Anybody can have something happen on one occasion that they do not expect to happen, do not anticipate happening, do not approve, are embarrassed by, but the gentleman's bill makes the case that these airwaves do belong to the American people, that this is commercial airspace. If repeatedly somebody chooses to try to benefit financially by what they put on the air that goes beyond the bounds of decency, goes beyond their agreement when they are given custody and right to use these airwaves, I think this bill and the gentleman's clarifying amendment is an amendment that the House needs to deal with.
We all know that it was the Super Bowl half-time show that sort of brought this issue to everybody's attention in this current context, but we also know that if you watched the Super Bowl, if you were watching sort of halfway as I was the half-time show, that we see so much there drifting beyond where we need to be in family entertainment. There are plenty of opportunities in other kinds of entertainment that are not on the airwaves used by commercial television and radio for that.
I appreciate the gentleman's hard work in bringing this bill to the floor in such important and quick fashion, and I rise to support the bill and the gentleman's important amendment to it.
Mr. UPTON. Mr. Chairman, I yield myself the balance of my time.
Mr. Chairman, obviously I rise in strong support of the Upton amendment. This amendment ensures that those who are the subject of indecency complaints are provided with a constitutional right to due process. For instance, until a forfeiture penalty has been paid or a court has finally determined that a forfeiture penalty is justified, a complaint should not be held against the broadcast station license.
Just like someone who is presumed innocent until proven guilty, this amendment guarantees that a broadcast license cannot be revoked or license renewal rejected until all of the appeals have been heard. This is a good amendment, it was pointed out in our hearing at the very end, and I would hope has bipartisan support. It tightens the loophole.
I just want to say in closing in support of this amendment, I want to thank in particular, I think, the many Members who have been so engaged in this legislation, and I want to thank the staff as well. On our side of the aisle, we have had terrific staff that have worked with the very good staff, terrific staff on the other side as well; but I want to particularly cite a number of individuals: Will Nordwind, Howard Waltzman, Neil Fried, Kelly Zerzan, Joan Hillebrands, Sean Bonyur, Jim Barnette, Jaylyn Connaughton, and Andy Black for their hard work in making sure that this bill got to the floor quickly and swiftly, and that, in fact, it was in a very strong bipartisan fashion.
Mr. Chairman, I reserve the balance of my time.
Mr. MARKEY. Mr. Chairman, if there is no one seeking recognition in opposition, I ask unanimous consent to control the time in opposition, even though I support the amendment.

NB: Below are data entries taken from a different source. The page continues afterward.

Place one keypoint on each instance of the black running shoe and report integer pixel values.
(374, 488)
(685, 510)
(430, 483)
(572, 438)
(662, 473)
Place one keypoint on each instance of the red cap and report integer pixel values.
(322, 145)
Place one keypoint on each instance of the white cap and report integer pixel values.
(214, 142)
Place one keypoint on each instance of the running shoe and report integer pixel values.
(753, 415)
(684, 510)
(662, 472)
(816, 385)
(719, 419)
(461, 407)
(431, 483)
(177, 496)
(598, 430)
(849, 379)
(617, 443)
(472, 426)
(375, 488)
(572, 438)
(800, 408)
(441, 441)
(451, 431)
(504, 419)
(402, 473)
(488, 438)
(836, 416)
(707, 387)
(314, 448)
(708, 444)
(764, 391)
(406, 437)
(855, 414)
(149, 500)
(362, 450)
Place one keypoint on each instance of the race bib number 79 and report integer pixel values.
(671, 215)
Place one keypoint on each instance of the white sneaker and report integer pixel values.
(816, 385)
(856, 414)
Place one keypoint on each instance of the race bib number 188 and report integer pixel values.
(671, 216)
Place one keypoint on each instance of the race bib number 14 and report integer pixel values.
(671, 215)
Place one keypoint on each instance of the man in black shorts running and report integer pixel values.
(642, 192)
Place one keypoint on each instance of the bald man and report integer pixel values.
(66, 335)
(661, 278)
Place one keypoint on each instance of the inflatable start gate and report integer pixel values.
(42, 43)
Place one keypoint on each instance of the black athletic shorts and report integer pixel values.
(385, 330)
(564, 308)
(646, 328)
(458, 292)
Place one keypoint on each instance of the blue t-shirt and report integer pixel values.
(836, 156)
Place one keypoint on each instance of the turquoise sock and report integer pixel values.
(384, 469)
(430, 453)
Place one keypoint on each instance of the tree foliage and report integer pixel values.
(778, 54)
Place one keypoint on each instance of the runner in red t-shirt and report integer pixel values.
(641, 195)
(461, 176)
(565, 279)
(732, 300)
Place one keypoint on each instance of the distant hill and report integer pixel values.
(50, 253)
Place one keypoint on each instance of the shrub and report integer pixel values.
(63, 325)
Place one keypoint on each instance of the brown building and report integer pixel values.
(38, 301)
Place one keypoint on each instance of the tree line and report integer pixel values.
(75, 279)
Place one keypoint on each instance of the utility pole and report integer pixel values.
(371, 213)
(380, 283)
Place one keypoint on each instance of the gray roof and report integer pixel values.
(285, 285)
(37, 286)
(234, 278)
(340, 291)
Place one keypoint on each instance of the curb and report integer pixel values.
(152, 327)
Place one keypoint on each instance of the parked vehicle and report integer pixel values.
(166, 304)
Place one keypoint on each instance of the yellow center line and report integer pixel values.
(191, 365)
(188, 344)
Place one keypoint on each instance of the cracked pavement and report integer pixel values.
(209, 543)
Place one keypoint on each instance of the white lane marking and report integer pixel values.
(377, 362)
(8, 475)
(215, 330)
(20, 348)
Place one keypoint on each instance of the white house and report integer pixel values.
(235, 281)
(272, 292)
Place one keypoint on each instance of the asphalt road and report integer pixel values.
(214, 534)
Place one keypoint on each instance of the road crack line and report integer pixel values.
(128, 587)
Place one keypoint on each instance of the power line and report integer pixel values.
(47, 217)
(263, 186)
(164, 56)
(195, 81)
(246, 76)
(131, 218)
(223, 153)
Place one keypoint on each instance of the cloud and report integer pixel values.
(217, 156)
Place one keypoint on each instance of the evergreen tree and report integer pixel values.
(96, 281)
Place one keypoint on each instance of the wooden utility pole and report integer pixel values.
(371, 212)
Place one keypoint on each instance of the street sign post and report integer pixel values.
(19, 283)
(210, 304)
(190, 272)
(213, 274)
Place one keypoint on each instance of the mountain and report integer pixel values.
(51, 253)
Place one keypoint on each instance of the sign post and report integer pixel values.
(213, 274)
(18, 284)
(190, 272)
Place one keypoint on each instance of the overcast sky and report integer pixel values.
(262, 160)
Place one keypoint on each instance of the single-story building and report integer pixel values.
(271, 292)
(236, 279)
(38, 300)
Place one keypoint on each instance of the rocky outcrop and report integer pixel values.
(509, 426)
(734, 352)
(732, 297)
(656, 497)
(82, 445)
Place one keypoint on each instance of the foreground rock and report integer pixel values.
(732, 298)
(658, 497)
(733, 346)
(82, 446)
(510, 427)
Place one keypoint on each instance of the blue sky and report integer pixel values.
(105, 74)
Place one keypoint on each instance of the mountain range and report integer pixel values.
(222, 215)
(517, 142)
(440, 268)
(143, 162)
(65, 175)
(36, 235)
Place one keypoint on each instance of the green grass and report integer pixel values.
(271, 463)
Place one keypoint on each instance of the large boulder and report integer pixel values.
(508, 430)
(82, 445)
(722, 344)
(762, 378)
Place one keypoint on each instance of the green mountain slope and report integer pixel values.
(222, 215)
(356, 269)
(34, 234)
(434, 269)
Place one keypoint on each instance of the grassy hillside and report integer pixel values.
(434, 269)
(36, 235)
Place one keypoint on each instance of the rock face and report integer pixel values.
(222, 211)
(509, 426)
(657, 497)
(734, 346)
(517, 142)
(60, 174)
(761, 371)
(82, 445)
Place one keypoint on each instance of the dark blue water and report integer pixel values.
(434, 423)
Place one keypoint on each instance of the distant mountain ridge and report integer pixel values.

The CHAIRMAN. Is there objection to the request of the gentleman from Massachusetts?
There was no objecton.
Mr. MARKEY. Mr. Chairman, I yield myself 1 minute.
I would like to say that this is a good amendment. It has been crafted on a bipartisan basis. We have worked very closely together, Democrat and Republican, on this issue right from the beginning; and this amendment reflects that continuing level of cooperation. I just want any of the Members who are listening to this debate to understand that that consensus has been reached.
Mr. MARKEY. Mr. Chairman, I have no other Members seeking recognition, and I yield back the balance of my time.
Mr. UPTON. Mr. Chairman, I yield back the balance of my time.